Optimal transport is a powerful tool for measuring the distances between signals and images. A common choice is to use the Wasserstein distance where one is required to treat the signal as a probability measure. This places restrictive conditions on the signals and although ad-hoc renormalisation can be applied to sets of unnormalised measures this can often dampen features of the signal. The second disadvantage is that despite recent advances, computing optimal transport distances for large sets is still difficult. In this talk I will extend the linearisation of optimal transport distances to the Hellinger--Kantorovich distance, which can be applied between any pair of non-negative measures, and the TLp distance, a version of optimal transport applicable to functions.
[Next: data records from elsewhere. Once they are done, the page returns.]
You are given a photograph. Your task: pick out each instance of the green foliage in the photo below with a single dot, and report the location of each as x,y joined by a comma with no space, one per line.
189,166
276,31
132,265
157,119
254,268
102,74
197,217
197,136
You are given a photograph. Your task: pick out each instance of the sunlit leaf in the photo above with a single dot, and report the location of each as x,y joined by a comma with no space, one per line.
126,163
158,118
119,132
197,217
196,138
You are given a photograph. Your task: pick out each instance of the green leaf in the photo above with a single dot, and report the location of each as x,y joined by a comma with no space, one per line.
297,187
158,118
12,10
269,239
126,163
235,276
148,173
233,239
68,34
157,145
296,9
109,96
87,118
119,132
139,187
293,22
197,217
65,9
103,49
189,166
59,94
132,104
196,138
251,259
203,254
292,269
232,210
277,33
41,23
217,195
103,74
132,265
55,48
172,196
Linearisation provides an embedding into a Euclidean space where the Euclidean distance in the embedded space is approximately the optimal transport distance in the original space. This method, in particular, allows for the application of off-the-shelf data analysis tools such as principal component analysis as well as reducing the number of optimal transport calculations from O(n^2) to O(n) in a data set of size n. I will touch on a range of applications such as data generation, classification of particle decays and colour transfer.

Wolfram

Discrete optimal transportation problems arise in various contexts in engineering, the sciences and the social sciences. Often the underlying cost criterion is unknown, or only partly known, and the observed optimal solutions are corrupted by noise. In this talk we propose a systematic approach to infer unknown costs from noisy observations of optimal transportation plans. The algorithm requires only the ability to solve the forward optimal transport problem, which is a linear program, and to generate random numbers. It has a Bayesian interpretation, and may also be viewed as a form of stochastic optimization.
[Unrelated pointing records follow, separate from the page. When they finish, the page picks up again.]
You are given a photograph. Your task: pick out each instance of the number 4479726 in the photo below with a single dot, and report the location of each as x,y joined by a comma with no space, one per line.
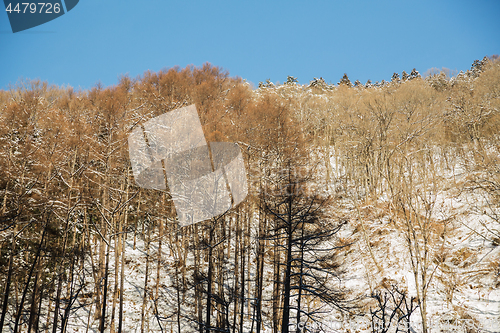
34,7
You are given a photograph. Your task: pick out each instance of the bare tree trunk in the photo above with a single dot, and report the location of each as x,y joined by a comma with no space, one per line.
9,279
145,298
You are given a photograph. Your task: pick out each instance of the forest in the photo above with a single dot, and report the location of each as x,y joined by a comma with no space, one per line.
371,207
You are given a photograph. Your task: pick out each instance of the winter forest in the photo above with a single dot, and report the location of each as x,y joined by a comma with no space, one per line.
371,207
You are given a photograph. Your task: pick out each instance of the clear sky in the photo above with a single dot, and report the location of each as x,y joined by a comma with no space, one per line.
99,40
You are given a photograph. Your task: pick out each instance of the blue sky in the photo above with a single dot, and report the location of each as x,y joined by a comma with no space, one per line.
256,40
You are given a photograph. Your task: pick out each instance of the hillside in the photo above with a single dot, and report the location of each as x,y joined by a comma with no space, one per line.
369,206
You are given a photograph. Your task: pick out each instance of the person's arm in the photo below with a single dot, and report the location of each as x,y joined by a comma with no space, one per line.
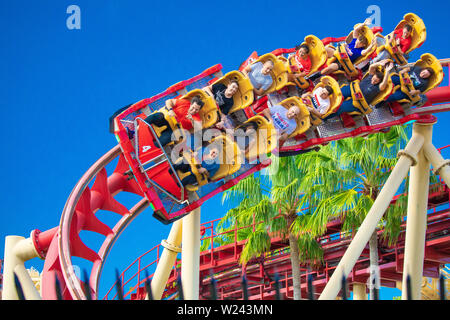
170,104
415,92
404,70
370,47
373,67
266,113
247,70
358,28
383,83
259,91
283,138
315,112
307,94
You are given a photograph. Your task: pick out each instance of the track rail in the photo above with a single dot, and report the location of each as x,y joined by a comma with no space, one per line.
60,245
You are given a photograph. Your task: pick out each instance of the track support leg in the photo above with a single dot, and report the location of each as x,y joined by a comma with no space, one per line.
167,260
348,261
416,222
190,255
17,251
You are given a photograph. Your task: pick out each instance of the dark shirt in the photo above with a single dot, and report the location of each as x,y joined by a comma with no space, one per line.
212,166
224,103
356,51
369,90
418,82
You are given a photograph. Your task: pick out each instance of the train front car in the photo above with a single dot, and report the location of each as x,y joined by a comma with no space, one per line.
152,164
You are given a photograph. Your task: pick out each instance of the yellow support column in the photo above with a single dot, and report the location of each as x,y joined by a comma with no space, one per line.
17,251
406,159
416,222
167,260
190,255
359,291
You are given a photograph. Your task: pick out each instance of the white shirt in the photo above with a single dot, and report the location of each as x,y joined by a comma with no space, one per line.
321,105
We illustrate the developed methodologies using the example of international migration flows. Reported migration flow data captures (noisily) the number of individuals moving from one country to another in a given period of time. It can be interpreted as a noisy observation of an optimal transportation map, with costs related to the geographical position of countries. We use a graph-based formulation of the problem, with countries at the nodes of graphs and non-zero weighted adjacencies only on edges between countries which share a border. We use the proposed algorithm to estimate the weights, which represent cost of transition, and to quantify uncertainty in these weights.

Yang

First-order methods are workhorses for large-scale optimization problems, but they are often agnostic to the structural properties of the problem under consideration and suffer from slow convergence, being trapped in bad local minima, etc. Natural gradient descent is an acceleration technique in optimization that takes advantage of the problem's geometric structure and preconditions the objective function's gradient by a suitable "natural" metric. Despite its success in machine learning, the natural gradient descent method is far from a mainstream computational technique due to the computational complexity of calculating and inverting the preconditioning matrix. This work aims at a unified computational framework and streamlining the computation of a general natural gradient flow via efficient tools from numerical linear algebra. We obtain robust numerical methods for natural gradient flows without directly calculating, storing, or inverting the dense preconditioning matrix. We treat various natural gradients in a unified framework for any loss function.